HiAR: Efficient Autoregressive Long Video Generation via Hierarchical Denoising

Autoregressive (AR) diffusion offers a promising framework for generating videos of theoretically infinite length. However, a major challenge is maintaining temporal continuity while preventing the progressive quality degradation caused by error accumulation. To ensure continuity, existing methods typically condition on highly denoised contexts; yet, this practice propagates prediction errors with high certainty, thereby exacerbating degradation. In this paper, we argue that a highly clean context is unnecessary. Drawing inspiration from bidirectional diffusion models, which denoise frames at a shared noise level while maintaining coherence, we propose that conditioning on context at the same noise level as the current block provides sufficient signal for temporal consistency while effectively mitigating error propagation. Building on this insight, we propose HiAR, a hierarchical denoising framework that reverses the conventional generation order: instead of completing each block sequentially, it performs causal generation across all blocks at every denoising step, so that each block is always conditioned on context at the same noise level.

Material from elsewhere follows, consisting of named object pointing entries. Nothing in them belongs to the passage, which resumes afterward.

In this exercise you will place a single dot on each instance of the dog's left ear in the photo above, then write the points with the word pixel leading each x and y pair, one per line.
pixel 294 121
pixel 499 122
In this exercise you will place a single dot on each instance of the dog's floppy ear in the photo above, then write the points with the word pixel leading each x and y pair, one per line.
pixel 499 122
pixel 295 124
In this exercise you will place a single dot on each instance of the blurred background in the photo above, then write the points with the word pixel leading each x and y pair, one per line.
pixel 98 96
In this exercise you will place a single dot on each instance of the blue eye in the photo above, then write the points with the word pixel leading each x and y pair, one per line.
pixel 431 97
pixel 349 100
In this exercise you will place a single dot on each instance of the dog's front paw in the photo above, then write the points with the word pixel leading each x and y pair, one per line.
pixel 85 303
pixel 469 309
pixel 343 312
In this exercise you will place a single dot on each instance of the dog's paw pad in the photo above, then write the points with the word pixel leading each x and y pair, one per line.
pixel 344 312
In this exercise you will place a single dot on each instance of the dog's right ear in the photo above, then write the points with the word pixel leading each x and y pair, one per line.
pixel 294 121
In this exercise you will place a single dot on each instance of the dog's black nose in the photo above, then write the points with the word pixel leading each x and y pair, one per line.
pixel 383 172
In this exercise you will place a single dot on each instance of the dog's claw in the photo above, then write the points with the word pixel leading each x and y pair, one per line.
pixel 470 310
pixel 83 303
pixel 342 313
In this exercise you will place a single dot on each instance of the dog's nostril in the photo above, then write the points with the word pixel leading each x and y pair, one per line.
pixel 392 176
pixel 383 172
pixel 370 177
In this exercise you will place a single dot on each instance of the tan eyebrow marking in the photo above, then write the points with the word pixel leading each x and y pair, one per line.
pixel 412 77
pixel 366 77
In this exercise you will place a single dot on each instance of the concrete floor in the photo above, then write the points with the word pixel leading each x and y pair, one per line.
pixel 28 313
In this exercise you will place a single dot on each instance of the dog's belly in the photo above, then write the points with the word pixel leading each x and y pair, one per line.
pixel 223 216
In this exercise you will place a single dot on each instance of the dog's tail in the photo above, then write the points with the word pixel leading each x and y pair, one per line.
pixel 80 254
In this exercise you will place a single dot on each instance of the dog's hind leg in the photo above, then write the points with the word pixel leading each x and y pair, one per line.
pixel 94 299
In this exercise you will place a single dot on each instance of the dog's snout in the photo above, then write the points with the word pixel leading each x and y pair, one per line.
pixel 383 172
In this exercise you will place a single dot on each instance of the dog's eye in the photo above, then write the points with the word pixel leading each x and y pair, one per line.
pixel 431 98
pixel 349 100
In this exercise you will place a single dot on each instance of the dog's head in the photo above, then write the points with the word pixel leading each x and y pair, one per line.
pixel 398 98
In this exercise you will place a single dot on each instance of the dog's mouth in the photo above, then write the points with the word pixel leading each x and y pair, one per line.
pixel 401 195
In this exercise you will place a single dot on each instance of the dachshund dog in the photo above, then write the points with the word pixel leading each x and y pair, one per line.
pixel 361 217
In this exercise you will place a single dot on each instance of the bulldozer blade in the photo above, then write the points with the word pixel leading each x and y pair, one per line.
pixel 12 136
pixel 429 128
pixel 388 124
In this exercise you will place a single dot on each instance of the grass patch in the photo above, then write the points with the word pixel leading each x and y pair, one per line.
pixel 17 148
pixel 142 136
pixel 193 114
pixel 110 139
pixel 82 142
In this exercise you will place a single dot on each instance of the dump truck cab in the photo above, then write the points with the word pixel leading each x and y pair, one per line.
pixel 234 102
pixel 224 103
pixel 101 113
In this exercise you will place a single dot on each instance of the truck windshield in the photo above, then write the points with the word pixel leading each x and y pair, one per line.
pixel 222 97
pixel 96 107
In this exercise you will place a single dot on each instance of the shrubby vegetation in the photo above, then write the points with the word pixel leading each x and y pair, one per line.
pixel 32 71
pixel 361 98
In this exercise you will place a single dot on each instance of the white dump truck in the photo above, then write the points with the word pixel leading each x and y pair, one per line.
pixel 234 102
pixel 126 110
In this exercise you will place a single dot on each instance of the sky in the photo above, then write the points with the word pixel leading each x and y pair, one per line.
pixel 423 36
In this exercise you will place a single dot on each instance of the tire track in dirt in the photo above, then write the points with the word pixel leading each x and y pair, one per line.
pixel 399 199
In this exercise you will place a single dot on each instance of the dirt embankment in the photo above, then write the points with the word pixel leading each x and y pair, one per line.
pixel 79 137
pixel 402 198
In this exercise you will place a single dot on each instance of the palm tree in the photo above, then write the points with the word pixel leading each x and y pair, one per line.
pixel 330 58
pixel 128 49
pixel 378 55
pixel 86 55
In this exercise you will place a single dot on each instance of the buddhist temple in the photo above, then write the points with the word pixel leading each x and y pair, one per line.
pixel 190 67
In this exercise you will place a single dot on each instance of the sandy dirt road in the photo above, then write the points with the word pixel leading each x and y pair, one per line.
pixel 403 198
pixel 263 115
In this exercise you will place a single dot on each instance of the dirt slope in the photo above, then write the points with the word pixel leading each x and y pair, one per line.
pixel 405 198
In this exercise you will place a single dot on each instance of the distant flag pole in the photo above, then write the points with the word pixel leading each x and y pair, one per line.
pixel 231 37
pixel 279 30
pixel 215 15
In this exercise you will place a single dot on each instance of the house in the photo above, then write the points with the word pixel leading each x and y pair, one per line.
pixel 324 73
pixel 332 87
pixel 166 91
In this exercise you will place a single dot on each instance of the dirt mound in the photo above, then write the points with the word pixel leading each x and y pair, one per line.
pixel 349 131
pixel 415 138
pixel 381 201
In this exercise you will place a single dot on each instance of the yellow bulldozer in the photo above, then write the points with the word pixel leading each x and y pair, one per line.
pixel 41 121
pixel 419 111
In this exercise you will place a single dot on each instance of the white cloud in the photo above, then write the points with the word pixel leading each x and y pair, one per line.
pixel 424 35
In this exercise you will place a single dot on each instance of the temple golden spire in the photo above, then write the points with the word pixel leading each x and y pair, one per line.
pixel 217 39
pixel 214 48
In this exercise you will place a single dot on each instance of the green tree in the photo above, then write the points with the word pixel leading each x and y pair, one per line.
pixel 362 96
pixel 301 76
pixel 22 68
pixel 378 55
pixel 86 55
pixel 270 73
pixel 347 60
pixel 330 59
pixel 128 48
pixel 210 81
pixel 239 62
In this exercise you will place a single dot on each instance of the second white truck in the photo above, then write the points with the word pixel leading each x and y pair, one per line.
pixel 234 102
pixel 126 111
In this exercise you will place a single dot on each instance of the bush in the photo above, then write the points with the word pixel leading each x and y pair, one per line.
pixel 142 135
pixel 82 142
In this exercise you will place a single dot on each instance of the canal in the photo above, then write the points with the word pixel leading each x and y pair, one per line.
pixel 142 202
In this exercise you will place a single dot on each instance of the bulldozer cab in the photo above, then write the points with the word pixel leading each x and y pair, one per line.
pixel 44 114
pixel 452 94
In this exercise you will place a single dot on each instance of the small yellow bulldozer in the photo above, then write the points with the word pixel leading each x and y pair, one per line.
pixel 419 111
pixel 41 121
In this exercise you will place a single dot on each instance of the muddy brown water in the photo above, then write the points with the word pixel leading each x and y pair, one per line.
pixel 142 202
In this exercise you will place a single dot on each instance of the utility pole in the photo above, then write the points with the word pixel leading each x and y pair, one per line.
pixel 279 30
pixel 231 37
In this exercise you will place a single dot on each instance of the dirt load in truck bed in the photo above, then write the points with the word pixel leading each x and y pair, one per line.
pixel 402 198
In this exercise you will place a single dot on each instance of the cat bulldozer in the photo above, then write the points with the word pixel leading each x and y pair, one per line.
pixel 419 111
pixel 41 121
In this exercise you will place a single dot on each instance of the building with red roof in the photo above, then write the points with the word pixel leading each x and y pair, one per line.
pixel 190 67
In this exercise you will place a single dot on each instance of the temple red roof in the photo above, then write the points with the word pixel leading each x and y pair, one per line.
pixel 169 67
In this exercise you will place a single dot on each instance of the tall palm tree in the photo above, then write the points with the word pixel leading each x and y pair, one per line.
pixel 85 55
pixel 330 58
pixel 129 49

This hierarchy naturally admits pipelined parallel inference, yielding a 1.8 wall-clock speedup in our 4-step setting. We further observe that self-rollout distillation under this paradigm amplifies a low-motion shortcut inherent to the mode-seeking reverse-KL objective. To counteract this, we introduce a forward-KL regulariser in bidirectional-attention mode, which preserves motion diversity for causal inference without interfering with the distillation loss. On VBench (20s generation), HiAR achieves the best overall score and the lowest temporal drift among all compared methods.

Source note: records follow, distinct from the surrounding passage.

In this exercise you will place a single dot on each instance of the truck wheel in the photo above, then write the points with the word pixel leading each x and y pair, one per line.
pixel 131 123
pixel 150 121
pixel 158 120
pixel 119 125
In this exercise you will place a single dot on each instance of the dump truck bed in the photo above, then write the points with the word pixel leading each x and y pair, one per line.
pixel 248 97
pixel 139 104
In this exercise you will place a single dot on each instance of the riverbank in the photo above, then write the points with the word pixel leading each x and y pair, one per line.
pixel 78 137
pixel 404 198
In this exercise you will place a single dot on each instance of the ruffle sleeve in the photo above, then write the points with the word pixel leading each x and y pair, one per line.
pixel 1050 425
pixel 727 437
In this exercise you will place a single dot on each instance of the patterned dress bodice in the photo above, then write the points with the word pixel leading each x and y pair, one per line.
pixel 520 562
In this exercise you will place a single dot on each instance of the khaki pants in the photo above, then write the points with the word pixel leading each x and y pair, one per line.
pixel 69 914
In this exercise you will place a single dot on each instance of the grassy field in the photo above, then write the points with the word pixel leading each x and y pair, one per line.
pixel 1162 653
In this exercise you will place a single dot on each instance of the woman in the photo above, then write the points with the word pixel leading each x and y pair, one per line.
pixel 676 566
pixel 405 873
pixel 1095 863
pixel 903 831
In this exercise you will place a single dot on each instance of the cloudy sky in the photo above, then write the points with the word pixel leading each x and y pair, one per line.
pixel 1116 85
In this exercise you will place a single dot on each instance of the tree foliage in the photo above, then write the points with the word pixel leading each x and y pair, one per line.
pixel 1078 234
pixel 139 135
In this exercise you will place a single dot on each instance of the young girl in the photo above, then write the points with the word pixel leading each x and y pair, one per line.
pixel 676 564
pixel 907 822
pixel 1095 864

翻译：自回归（AR）扩散为生成长度理论上无限的视频提供了一个有前景的框架。然而，一个主要挑战是在保持时间连续性的同时，防止由误差累积导致的渐进性质量退化。为确保连续性，现有方法通常以高度去噪的上下文为条件；然而，这种做法会以高确定性传播预测误差，从而加剧退化。在本文中，我们认为高度干净的上下文是不必要的。受双向扩散模型的启发——它们在共享噪声水平下对帧进行去噪同时保持连贯性——我们提出，以与当前块相同噪声水平的上下文为条件，可以为时间一致性提供足够信号，同时有效缓解误差传播。基于这一见解，我们提出了HiAR，一个分层去噪框架，它反转了传统的生成顺序：不是顺序完成每个块，而是在每个去噪步骤中对所有块执行因果生成，从而每个块始终以相同噪声水平的上下文为条件。这种分层结构自然地支持流水线并行推理，在我们的4步设置中实现了1.8倍的挂钟加速。我们进一步观察到，在此范式下的自展开蒸馏放大了由模式寻求的反向KL目标固有的低运动捷径。为抵消此效应，我们在双向注意力模式下引入了一个正向KL正则器，它在不干扰蒸馏损失的情况下，为因果推理保留了运动多样性。在VBench（20秒生成）上，HiAR在所有对比方法中取得了最佳综合得分和最低的时间漂移。